There is still one problem with the animation setup we have above, which has to do with how Angular performs change detection using the zone.js library.

Angular applications are always executed inside an "Angular Zone". The most important effect this has is that change detection gets automatically executed without us having to do anything: Whenever any browser event (a click event, an HTTP response, a setTimeout, etc.) occurs, we enter the Angular Zone and run the event handling code. After that's done we exit the zone and Angular performs change detection for the application.

For anyone familiar with AngularJS 1.x, this is kind of the same as an automated call to $scope.$apply() integrated to every browser event.

For 99.9% of the time, this is exactly what we want. But with paint loops we have a problem, which is that requestAnimationFrames are also executed within the Angular Zone. And that means when we have an animation running we end up running up to 60 change detections every second.

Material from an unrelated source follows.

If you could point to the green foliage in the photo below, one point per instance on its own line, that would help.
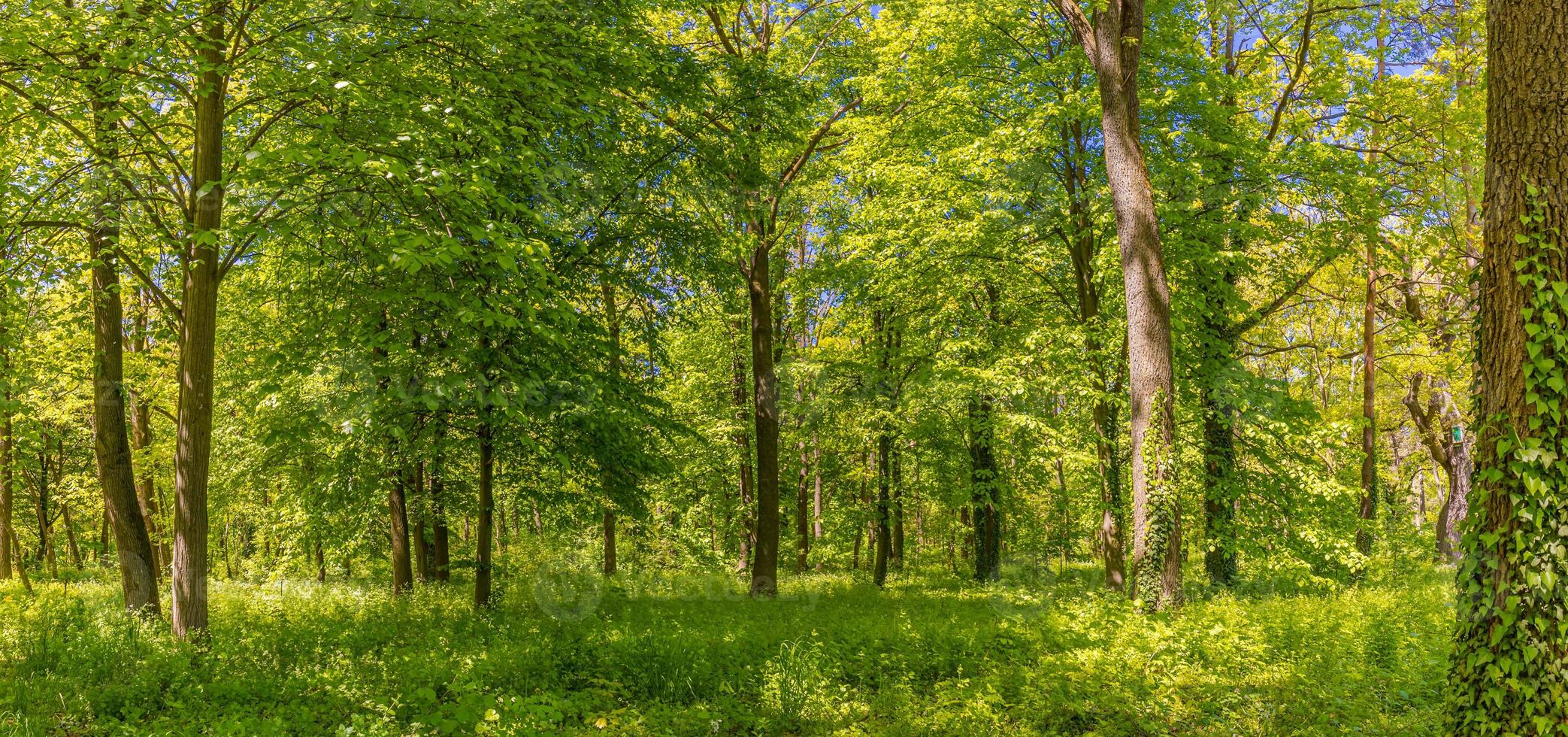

By default, every requestAnimationFrame enters the NgZone and triggers change detection.

You may not notice this at first because Angular's change detection is very fast and does not cause much overhead in small applications. But it is highly likely to become a problem at some point. Furthermore, there is almost never any need to run change detection from the paint loop, because typically we don't change anything in the loop. There will simply never be any changes to detect.

Luckily, there's a very easy way out of this, which is to take our paint loop and run it outside the Angular zone. We can do this by injecting the NgZone object into our canvas component, and then scheduling the first paint to run outside the zone by using the runOutsideAngular method:

logo-flock.component.ts
constructor(private ngZone: NgZone) {
}

ngOnInit() {
  this.running = true;
  this.ngZone.runOutsideAngular(() => this.paint());
}

This will run the first frame outside the NgZone, and because of the way zones work, it will also run all the subsequent frames outside the zone. With this small change we've achieved a potentially significant performance improvement to the paint loop.